In Fall 1995 I followed a gorgeous fiance, Anna, to Boston. While our relationship didn’t survive (perhaps a cramped one-bedroom with 106″ of snow that year?), I have since given thanks to her for introducing me to New England.
I was new in being a managing Chef then and the next year found myself up in New Hampshire. I spent fourteen years, most of them in NH and Maine; mostly as Executive Chef of independent casual fine-dining operations.
While there is a lot of great culinary art around the country, in northern New England the weekend prime rib is still “King” on many good restaurant menus. Over those fourteen years, I ate a significant share of prime rib from many restaurants.
As a Chef, I have never really believed in keeping recipes secret. I’ve always felt that openly sharing good recipes pushed the growth of the industry. Having said that, I kept two recipes close to the chest: my versions of Venison Osso Bucco and my Prime Rib. So here’s my gift to anyone who wishes for it. It’s my favorite way to roast a prime rib.
Saturday Night Lightly Smoked Prime Rib
- One good sized bone-in prime rib of beef (preferably from Silvies Valley Ranch, available from Nicky USA)
- Fresh garlic, minced
- Black pepper, coarsely crushed
- Sea Salt (truffled, preferably from Secret Stash Salts)
- Fresh rosemary, finely chopped
- Olive Oil (not virgin)
- Worcestershire Sauce
- Angostura Bitters
- A-1 Sauce
- Balsamic Vinegar
- Fresh Horseradish, minced
- Bay Leaves
Equipment & Other
- Plastic Wrap
- Aluminum Foil
- Two 2-Inch Deep Roasting Pans
- Wire Grate (fits inside the roasting pan)
- Four old ramekins
- Cutting Board
- Chef Knife
- Small mixing bowl
- Wood Chips for Smoking
- Some long skewers
Preparing this recipe will take 24 to 72 hours and involves a wet-rub marinade; the longer you let the beef marinade, the better the flavor becomes. For a great presentation, I’ve frenched the bones, but this isn’t necessary for an “oooh” display.
1. Prepare all the mise en place using the cutting board and knife. Combine the garlic, rosemary, pepper, horseradish and salt in the mixing bowl. Reserve the onion, carrot, celery and bay leaf for the cooking process on the day of service.
2. Add the vinegar, olive oil, Worcestershire, A-1 Sauce and Bitters to the mixing bowl and combine well. The mixture should have the consistency of a wet mud. Rub the rib thoroughly with the rub, working it into the folds and crevices. Wrap the rib tightly with plastic wrap and store in the refrigerator for up to 72 hours or longer, although in a pinch you can let it marinade for six hours before proceeding.
3. On the roasting day, pre-soak the woodchips for about thirty minutes in water and then drain. Lightly pan-spray the inside of one roasting pan. Put the four ramekins (these are risers/supports) equi-distant inside the roasting pan. Place the woodchips in and around the risers. Place the wire rack on the risers. Unwrap and put the roast on the wire rack and insert the skewers into the top of the roast. Cover the roasting pan with aluminum foil as a tent, slit a few holes in the highest point (to allow smoke to escape slowly).
4. Over the most minimal flame possible, put the roasting/smoking pan. Let the smoking process begin and after about thirty minutes start maintaining an eye on the process. You want to bring the internal temperature of the rib to about 60 degrees F.
5. Just prior to the rib reaching 60 F – lightly pan-spray the other roasting pan and pre-heat an oven to 375 degrees F. Put the mirepoix of onion, carrot, celery and bay leaf in this pan. When the rib reaches 60 F, remove the rib on it’s wire rack from the smoking pan and place it directly on the mirepoix. Transfer this second roasting pan with rib to the hot oven.
6. Finish the roast in the hot oven to your desired doneness.
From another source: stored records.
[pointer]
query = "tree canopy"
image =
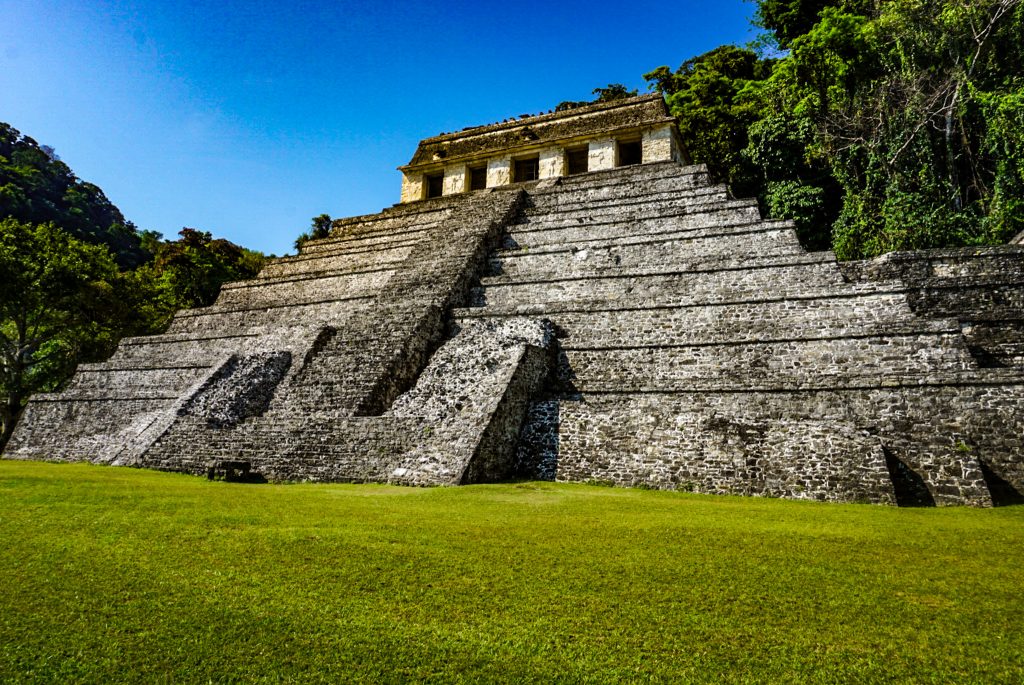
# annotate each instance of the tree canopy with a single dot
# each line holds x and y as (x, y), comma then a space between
(888, 125)
(76, 275)
(37, 187)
Remember that the rib will continue cooking after you remove it from a hot oven, so I always pulled it when it reached 110F – to get that rare center.
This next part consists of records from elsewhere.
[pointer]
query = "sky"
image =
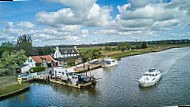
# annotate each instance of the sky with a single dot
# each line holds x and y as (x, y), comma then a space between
(66, 22)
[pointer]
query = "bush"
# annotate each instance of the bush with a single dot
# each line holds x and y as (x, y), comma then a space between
(37, 69)
(38, 64)
(71, 62)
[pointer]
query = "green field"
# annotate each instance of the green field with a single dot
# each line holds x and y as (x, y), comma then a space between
(9, 85)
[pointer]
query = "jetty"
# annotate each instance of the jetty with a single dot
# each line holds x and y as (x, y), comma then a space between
(93, 64)
(73, 85)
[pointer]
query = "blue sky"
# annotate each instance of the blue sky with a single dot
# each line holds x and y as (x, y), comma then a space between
(57, 22)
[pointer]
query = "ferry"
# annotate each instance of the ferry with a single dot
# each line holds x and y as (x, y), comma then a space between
(150, 78)
(109, 62)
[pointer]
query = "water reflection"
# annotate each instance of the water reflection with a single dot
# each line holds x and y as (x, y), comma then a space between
(75, 91)
(118, 86)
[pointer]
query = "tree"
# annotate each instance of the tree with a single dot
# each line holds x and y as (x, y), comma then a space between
(143, 45)
(71, 62)
(13, 58)
(7, 44)
(122, 49)
(24, 40)
(47, 50)
(128, 46)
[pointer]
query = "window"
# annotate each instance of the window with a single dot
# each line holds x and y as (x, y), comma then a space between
(29, 60)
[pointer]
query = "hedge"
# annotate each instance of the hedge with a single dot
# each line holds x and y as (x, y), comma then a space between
(37, 69)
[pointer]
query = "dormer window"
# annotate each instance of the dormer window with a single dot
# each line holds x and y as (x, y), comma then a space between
(43, 59)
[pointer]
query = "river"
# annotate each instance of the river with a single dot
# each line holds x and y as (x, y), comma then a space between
(118, 86)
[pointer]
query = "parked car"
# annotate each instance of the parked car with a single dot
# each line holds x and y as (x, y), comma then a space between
(23, 76)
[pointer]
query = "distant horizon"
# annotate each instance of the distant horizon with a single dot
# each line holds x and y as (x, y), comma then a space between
(55, 22)
(104, 43)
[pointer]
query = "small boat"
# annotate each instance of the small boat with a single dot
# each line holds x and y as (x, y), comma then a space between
(150, 78)
(108, 62)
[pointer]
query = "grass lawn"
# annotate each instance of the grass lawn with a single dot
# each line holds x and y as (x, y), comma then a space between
(81, 50)
(9, 84)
7. Let the roast rest, in the pan for about ten to fifteen minutes after pulling it from the oven. If you like, you can pull the rib on its wire rack away from the mirepoix and use the mirepoix as a flavoring ingredient for a sauce.
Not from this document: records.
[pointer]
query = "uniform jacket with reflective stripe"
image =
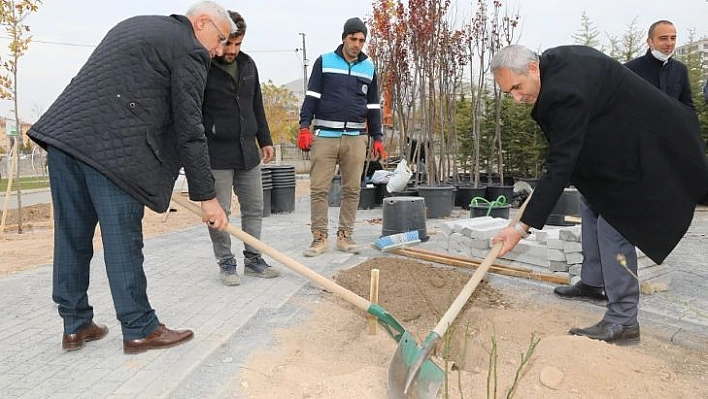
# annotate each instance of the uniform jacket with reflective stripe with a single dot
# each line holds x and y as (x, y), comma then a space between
(133, 112)
(342, 96)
After years of serving this to the traditional and fine residents of New Hampshire and Maine, I learned that flash-grilled steaks, cut from the leftover roast, are simply awesome. The smoked flavor mellows further when steaks are flash-grilled.
I like to serve this with fresh or pickled horseradish, fluffy mashed potatoes and maple-roasted carrots and parsnips.